The problem with young adult literature is when it becomes pigeonholed into a single archetype. To generalize an entire classification of literature into shallow, two-dimensional stories about girls falling in love with monsters is to discount an entire breadth of work that represent people of color, teens in the LGBTQIA+ community, young adults struggling with mental illness and substance abuse, and families that have been ripped apart by divorce, poverty, and death. To diminish a category of literature as bad because it is written for younger minds is to discount an entire population of emerging readers and writers that are looking for representation and understanding in a world that often discredits them as half-humans.

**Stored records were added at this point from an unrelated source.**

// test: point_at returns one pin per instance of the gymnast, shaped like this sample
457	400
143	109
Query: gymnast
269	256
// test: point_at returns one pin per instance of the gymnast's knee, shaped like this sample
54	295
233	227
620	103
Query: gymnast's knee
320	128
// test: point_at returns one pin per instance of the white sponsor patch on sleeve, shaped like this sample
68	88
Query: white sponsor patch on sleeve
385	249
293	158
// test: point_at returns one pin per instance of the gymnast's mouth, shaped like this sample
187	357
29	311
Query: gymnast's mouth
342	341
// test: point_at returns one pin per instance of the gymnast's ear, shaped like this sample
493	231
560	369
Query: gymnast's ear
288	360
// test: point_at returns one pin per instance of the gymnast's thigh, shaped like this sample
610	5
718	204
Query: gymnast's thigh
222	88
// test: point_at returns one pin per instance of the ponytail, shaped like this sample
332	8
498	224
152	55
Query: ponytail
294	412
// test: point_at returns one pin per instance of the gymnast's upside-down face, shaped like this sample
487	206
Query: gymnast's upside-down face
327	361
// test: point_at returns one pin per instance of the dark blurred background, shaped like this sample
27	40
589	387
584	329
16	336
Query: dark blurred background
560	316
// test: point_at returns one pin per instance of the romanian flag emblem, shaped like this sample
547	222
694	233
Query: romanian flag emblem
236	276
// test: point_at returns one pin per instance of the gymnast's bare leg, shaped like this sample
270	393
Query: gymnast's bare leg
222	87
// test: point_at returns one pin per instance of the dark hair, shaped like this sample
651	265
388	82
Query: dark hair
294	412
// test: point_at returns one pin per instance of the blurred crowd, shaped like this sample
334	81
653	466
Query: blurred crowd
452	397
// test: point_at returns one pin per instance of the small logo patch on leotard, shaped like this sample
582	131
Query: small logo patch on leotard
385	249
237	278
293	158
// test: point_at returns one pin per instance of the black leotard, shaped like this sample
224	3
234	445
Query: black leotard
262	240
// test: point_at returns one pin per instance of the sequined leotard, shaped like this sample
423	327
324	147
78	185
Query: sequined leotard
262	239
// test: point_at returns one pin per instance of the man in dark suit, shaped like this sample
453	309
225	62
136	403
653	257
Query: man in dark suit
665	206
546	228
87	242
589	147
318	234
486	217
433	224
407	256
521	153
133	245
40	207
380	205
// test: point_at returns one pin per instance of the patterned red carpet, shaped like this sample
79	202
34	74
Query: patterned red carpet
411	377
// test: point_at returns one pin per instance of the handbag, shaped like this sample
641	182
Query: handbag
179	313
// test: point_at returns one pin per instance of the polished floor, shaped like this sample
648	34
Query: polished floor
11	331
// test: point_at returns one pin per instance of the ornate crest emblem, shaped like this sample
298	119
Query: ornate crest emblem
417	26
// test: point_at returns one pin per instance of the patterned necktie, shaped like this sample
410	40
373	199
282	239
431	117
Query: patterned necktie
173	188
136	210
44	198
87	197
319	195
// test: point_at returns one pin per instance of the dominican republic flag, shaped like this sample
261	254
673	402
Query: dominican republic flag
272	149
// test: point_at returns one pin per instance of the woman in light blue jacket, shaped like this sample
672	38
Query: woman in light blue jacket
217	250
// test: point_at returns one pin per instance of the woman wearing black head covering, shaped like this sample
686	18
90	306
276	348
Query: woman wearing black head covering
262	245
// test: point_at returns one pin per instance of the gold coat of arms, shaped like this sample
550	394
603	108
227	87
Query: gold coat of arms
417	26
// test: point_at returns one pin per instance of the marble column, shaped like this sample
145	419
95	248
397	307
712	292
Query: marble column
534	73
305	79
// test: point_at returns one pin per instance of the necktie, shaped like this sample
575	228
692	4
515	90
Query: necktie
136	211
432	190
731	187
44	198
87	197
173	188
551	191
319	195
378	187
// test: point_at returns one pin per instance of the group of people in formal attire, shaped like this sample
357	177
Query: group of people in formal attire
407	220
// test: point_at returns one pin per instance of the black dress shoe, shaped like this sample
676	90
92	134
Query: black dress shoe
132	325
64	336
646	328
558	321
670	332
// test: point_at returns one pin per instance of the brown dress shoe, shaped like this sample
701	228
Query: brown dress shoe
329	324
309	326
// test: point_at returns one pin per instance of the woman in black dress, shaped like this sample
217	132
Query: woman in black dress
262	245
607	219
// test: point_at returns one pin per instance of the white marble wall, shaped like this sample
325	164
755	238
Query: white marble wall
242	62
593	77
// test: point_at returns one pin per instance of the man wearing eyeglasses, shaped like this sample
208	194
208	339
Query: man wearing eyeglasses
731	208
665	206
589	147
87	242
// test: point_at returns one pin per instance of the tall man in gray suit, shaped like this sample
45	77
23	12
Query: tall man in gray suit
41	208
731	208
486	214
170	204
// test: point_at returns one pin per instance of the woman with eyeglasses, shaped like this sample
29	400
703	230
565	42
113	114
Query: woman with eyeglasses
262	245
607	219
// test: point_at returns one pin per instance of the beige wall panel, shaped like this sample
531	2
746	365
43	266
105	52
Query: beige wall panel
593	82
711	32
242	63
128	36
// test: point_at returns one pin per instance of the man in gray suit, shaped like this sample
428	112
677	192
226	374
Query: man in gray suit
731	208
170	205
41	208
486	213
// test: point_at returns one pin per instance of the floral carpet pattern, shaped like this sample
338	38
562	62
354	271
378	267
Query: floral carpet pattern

Teens and children alike want to feel understood. They don’t want to feel discouraged and unintelligent because they aren’t reading “high-brow literature”.
The point of the written word is to provide access to experiences and education. Not every YA book is going to hit the mark but to shame books and those that read them does nothing but create an atmosphere of reader elitism. We should be encouraging reading of all types. And honestly, do you think there aren’t bad adult lit books? Have you read “50 Shades of Grey”?